Я какой-то пятой пяткой почувствовала, что он сейчас выдаст что-то, что навряд ли придется мне по душе. И он «не разочаровал».
— Тогда скажи-ка мне, что же я должен предпринять в связи с тем, что, оказывается, ты целуешься с другими? А?
Я молчала. Что?! Что он сейчас спросил?! У меня слуховые галлюцинации?
Все, на что я была способна в данную минуту — это просто моргать, да открывать и закрывать рот, изображая карпа.
— Чего ж ты замолчала? Ты же борец за справедливость, — насмешка ушла из его глаз, отчего последняя фраза приобрела весьма мрачный окрас.
— Подслушивать нехорошо, — брякнула первое, что пришло на ум.
— Мне надо было перед тем, как идти в раздевалку, бируши в уши вставить? Там и напрягаться не надо было, чтобы услышать.
Не дождавшись от меня ответа, он неожиданно встал и пересел на соседнее кресло.
— Что ты?… — воскликнула я, когда он неожиданно дернул мое кресло на себя, с мерзким лязгом подвигая ближе к своему.

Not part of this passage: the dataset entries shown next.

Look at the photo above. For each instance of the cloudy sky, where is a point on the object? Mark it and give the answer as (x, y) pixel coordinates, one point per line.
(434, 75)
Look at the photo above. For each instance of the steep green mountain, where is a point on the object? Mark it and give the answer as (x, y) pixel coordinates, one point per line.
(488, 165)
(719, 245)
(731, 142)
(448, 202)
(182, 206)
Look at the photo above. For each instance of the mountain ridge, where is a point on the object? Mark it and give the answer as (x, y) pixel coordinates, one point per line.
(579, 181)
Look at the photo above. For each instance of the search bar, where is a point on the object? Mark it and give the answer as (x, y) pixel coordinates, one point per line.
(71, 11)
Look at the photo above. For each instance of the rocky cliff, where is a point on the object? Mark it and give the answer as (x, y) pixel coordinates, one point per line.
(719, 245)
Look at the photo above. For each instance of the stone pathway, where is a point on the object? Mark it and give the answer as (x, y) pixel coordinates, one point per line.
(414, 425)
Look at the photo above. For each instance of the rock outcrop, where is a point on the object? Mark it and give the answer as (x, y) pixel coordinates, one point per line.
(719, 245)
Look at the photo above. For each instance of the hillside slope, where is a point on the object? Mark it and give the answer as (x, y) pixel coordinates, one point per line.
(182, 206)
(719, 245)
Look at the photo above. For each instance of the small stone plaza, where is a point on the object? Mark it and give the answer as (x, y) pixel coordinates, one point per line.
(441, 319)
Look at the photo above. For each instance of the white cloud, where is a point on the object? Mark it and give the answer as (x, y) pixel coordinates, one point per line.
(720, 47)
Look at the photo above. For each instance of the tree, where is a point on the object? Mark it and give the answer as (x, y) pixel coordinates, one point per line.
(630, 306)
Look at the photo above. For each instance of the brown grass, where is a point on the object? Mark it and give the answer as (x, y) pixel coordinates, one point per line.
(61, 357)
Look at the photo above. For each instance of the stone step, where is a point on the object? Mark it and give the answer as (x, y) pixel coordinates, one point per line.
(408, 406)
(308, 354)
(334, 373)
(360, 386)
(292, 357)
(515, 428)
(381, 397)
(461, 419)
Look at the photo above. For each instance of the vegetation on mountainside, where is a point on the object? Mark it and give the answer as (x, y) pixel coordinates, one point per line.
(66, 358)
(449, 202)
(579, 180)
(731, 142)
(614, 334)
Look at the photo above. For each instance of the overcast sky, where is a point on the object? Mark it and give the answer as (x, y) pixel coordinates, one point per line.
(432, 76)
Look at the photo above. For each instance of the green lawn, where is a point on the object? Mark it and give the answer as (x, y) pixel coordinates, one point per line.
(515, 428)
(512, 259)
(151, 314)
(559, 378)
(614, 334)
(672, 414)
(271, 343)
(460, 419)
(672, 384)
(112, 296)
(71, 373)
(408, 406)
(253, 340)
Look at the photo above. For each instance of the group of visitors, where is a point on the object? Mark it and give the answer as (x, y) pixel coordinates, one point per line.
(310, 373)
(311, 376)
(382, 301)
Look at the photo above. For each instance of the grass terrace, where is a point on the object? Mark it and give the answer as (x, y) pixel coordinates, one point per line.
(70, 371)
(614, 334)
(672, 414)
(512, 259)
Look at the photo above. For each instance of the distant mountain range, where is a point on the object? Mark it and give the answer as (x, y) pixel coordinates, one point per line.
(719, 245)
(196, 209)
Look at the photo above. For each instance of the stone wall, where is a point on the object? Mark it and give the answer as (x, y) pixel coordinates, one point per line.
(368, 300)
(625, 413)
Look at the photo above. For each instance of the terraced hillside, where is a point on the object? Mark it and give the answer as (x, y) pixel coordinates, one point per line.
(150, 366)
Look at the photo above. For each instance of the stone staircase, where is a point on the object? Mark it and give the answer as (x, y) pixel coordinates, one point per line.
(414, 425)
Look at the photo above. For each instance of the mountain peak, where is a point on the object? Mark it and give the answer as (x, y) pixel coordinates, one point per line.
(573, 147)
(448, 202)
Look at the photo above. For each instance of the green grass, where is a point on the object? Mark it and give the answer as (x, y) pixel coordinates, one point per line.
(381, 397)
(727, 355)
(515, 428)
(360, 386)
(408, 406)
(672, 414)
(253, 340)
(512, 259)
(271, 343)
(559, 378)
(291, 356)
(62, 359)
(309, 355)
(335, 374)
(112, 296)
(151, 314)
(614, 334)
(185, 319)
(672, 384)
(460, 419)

— Ты не ответила мне на вопрос, Женя, — тихо сказал, рассматривая мое лицо.
Какой вопрос? Какой еще может быть вопрос, если все на что я сейчас способна, так это следить за его изучающим взглядом и ощущать на коже легкое, едва-ощутимое покалывание. А когда он на моих губах сосредотачивает свое внимание, я неосознано провожу языком по ним, задерживая дыхание. А он не отрывая взгляда, голосом, в котором еле-еле угадывается хрипотца произносит:
— По твоей логике, Женя, я должен тебя наказать, — чуть помолчал, приближая свое лицо к моему и уже совсем тихо добавил. — Я должен.

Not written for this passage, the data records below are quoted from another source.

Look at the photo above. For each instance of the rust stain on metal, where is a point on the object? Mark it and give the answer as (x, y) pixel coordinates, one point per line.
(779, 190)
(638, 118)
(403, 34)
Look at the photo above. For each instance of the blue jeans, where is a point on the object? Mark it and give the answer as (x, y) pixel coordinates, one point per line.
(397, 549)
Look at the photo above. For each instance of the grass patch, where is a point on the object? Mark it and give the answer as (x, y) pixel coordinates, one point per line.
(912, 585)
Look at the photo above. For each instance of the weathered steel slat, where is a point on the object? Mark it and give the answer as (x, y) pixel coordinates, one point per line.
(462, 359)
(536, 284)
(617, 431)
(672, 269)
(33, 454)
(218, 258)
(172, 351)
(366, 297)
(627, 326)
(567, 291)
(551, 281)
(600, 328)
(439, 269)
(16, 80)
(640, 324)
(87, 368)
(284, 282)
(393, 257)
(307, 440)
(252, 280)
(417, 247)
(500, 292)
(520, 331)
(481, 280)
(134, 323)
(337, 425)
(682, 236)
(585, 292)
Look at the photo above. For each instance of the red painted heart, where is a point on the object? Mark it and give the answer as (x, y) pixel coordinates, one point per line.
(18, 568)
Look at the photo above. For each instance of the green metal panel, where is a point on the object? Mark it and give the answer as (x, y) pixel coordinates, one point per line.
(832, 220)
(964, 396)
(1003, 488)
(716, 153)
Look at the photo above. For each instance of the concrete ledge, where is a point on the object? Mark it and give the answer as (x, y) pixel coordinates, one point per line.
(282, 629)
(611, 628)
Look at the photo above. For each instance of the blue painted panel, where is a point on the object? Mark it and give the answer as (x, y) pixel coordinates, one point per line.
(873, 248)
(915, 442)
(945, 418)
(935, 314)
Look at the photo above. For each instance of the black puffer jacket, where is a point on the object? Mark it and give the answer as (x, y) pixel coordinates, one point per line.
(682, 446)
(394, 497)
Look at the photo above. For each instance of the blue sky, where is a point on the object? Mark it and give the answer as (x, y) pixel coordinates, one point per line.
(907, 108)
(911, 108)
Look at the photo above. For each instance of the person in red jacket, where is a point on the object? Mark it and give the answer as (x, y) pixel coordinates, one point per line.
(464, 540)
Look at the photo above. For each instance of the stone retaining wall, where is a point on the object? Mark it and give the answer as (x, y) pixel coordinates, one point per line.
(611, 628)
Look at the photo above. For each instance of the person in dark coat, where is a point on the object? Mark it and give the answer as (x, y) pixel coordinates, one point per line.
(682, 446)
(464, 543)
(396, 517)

Вторник, среда, четверг. Каждое утро Богдан просыпался и засыпал с мыслями об этой несносной девице. Да, он готов был сразу на следующий день перехватить Швед. Но как говорится, помешали огород, жара и долбанные куры. Человеческим языком — тренировки, учеба и практика, на которой настоял отец. Пока устаканивал свое расписание, прошло три дня — три отвратительных, кошмарных дня. При всем желании, а оно было и весьма не скромное, Дан не мог выкроить ни минуты на решение личных проблем. Не сказать, что на сегодняшний день стало легче, но сейчас он хотя бы имел четкое представление о собственном графике.